We ran into each other coming out of a movie, a week later. The film, Winterset, had been dismissed by the critics, but I had loved it, and got noisily protective about it before Bill could tear it apart. Except he turned out to have loved it too. We stood talking at the bus stop, and heaped so much scorn on the critics, we had none left for each other. The next day in gym class, we found further things to agree on: George Gershwin, Picass
o, and almost any movie star. He seemed to have no life of his own—never mentioned friends or family, and I got the feeling he was an orphan. When I asked, he let out a wild bray of laughter. He had perfectly good parents in Kansas, he said, but there was no money, and he had left home to get his education as best he could.
I had nothing against education, but he was a kook for it—waited tables in the school dining room to pay for his tuition, and after class, took odd jobs like washing windows at a Hollywood hat shoppe. This was no chore since it was his peephole into the show-business world he dreamed about. The hats there were high-styled, but low-priced, and attracted studio people, even some of the great stars. One of them, Carole Lombard, would groan as if mortally seized when she saw a hat she liked. “Aw, honey,” she moaned, trying it on, “this one’s a cocksucker!” Bill would not be persuaded that less spectacular people still winced at strong language. He repeated the story even in the housemother’s hearing. “Why shouldn’t I?” he demanded, when I called him on it. “It happened!”

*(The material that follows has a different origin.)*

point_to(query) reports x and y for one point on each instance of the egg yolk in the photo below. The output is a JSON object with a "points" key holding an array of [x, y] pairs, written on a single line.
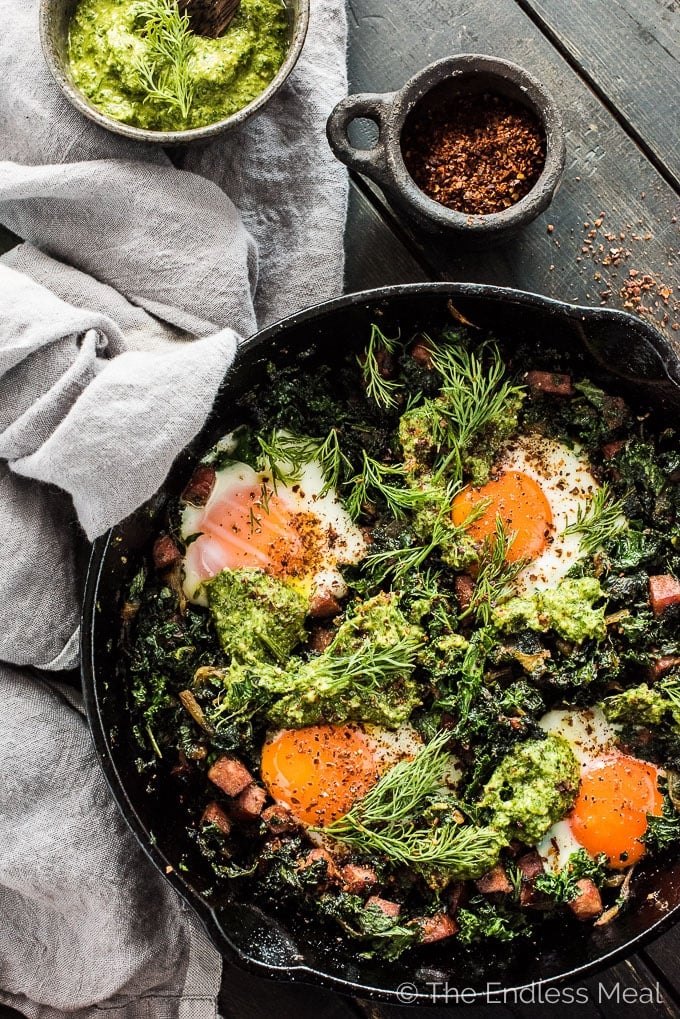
{"points": [[522, 505], [610, 815], [318, 771], [252, 529]]}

He was unwilling to compromise on anything, including traffic. When he got a ticket for jay-walking, I cut class to go downtown with him and be moral support when he paid his fine. School work paled beside such adventure, and soon we were slipping off downtown every spare moment. We discovered Peniel Hall on the seedier side of Main Street, where drum, tambourine, and trumpet summoned the bums to repentance. We sneaked backstage at the Philharmonic Auditorium while Aida was being set up, and wandered through the empty dressing rooms, trying out the singers’ throat sprays and reading their fan mail. We rode ten blocks past our bus stop, eavesdropping on a remarkably plain woman as she unbosomed herself to a friend. “—he said to me, ‘Vera,’ he said, ‘Vera, you’re not just desirable, you’re temptation itself—’” Vera, which she pronounced Vee-ra, spoke penetratingly through her nose, but it was her facial contortion that held us hypnotized. She kept every feature going as she spoke, licking her teeth, sucking her cheeks, and twisting her mouth into ever more precise enunciation. She became a part of our daily life—the mere stretch of the lips or mention of her name was enough to transform an ordinary remark into instant wit. We began to see her everywhere: on the street, at the movies, in the classroom. Reduced to Veras, the world was nothing to be afraid of.